As shitty as it is to think, I kind of hope everything I’ve been feeling lately is a result of depression. A chemical imbalance of some kind. I could take a pill every day and then hopefully start to fall back in love with my life.

This all sounds like it could be a song. I reach over to the end table where I left my laptop earlier, and I open a Word document. I start typing out lyrics.

I’d feel nothing if you punched me in the heart

I’d feel even less if you stabbed me with a knife

But I didn’t fall out of love with you

I fell out of love with life

I study the lyrics, convinced I’ve never written truer words. Nothing excites me anymore, it seems. Not even writing music. It feels like I’m opening wounds I’ve been trying to heal.

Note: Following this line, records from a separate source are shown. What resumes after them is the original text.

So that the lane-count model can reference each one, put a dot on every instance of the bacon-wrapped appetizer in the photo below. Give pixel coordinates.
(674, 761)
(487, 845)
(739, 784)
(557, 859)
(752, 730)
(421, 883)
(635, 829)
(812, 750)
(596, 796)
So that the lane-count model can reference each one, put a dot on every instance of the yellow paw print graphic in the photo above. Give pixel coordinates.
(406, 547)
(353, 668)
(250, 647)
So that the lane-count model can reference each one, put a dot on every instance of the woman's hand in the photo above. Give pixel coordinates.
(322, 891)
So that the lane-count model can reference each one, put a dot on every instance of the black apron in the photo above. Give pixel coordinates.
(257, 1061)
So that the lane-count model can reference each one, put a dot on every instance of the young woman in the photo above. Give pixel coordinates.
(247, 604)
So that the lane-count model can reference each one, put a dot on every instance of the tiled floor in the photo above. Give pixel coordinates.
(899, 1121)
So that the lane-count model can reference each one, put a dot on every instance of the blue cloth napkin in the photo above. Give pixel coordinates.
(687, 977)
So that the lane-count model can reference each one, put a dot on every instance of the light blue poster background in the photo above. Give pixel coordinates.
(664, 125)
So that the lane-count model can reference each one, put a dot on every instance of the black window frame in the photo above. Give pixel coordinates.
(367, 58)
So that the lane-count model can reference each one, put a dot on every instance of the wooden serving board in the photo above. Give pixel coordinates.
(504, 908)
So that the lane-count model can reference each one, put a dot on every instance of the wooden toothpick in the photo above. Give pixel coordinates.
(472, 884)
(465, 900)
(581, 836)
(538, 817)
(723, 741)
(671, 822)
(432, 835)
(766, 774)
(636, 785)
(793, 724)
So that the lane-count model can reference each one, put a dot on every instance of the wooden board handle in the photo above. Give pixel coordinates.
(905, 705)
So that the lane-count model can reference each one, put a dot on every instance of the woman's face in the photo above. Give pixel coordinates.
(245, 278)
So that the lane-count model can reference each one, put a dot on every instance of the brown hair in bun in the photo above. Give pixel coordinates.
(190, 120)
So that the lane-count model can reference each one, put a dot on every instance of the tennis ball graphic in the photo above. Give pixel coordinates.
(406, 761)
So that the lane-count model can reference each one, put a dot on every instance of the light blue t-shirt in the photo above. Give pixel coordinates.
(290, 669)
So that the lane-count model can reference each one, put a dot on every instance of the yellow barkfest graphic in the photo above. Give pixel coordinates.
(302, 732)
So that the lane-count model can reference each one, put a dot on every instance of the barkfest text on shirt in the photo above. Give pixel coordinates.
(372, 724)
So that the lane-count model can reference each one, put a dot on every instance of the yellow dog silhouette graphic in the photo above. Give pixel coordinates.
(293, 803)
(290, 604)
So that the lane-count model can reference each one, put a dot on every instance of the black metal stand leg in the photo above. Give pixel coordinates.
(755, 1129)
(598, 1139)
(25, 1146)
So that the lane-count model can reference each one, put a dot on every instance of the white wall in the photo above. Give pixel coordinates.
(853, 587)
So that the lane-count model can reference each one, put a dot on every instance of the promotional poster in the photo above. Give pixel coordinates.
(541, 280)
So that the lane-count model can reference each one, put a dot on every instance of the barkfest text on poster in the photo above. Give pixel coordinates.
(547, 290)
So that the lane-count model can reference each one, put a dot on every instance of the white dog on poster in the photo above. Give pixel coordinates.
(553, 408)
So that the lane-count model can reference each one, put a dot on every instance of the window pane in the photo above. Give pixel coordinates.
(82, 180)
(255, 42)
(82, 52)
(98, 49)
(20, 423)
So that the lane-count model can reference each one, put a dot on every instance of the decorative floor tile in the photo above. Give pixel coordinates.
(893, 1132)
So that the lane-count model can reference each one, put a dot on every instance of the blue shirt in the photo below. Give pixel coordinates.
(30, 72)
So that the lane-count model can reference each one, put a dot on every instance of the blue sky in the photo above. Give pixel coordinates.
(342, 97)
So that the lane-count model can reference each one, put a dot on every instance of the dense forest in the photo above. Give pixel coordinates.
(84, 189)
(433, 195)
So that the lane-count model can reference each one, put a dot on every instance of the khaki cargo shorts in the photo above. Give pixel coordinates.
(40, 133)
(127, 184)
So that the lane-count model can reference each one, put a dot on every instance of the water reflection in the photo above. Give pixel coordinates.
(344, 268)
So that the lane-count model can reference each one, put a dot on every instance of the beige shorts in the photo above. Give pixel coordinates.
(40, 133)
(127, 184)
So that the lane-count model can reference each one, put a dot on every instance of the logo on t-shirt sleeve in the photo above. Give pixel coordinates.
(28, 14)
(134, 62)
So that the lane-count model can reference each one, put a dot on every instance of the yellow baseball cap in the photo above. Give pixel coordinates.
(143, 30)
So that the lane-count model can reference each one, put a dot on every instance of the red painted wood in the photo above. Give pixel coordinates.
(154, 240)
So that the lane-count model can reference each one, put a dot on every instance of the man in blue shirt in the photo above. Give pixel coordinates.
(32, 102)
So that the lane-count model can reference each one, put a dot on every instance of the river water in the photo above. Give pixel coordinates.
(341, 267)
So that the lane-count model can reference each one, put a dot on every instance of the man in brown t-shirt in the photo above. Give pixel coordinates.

I should just buy this place. We could stay here forever, plant a garden, get a dog and some cats. Maybe some chickens. We could reopen it as a bed and breakfast and watch people get married in the backyard every Saturday.

I minus out the Microsoft Word app and open Google. I type in the Realtor’s website and search for the house. I have the listing saved in my favorites because I’ve looked at it almost daily since I found out it was for sale. It’s not hard to imagine me and Layla building a life here.

Maybe I could accept growing the public side of my career if I also had an extremely isolated private life. I’m sure there’s a way to find a good balance between both.

Her recovery would probably be less stressful here, especially if I installed a privacy fence and an electronic gate. Get her out of the city where all our bad memories began.

I click on the email icon to email the Realtor. I have some questions about the property, and I’d like her to meet us here at the house so Layla can be a part of the decision.

As soon as I’m finished typing the email, I move the cursor to send, but before I click it, my laptop slams shut—right on top of my hands.

What the fuck?

I toss the laptop away from me. It’s a gut instinct to throw it, even though it pains me as I watch it crash against the hardwood floor.

But what the fuck was that?

I look down at my hands. I look at the laptop that’s three feet away from my feet. There’s no way to explain that. It closed with enough force that two of my knuckles are red.

I immediately run up the stairs. When I get to the bedroom, I lock the door behind me.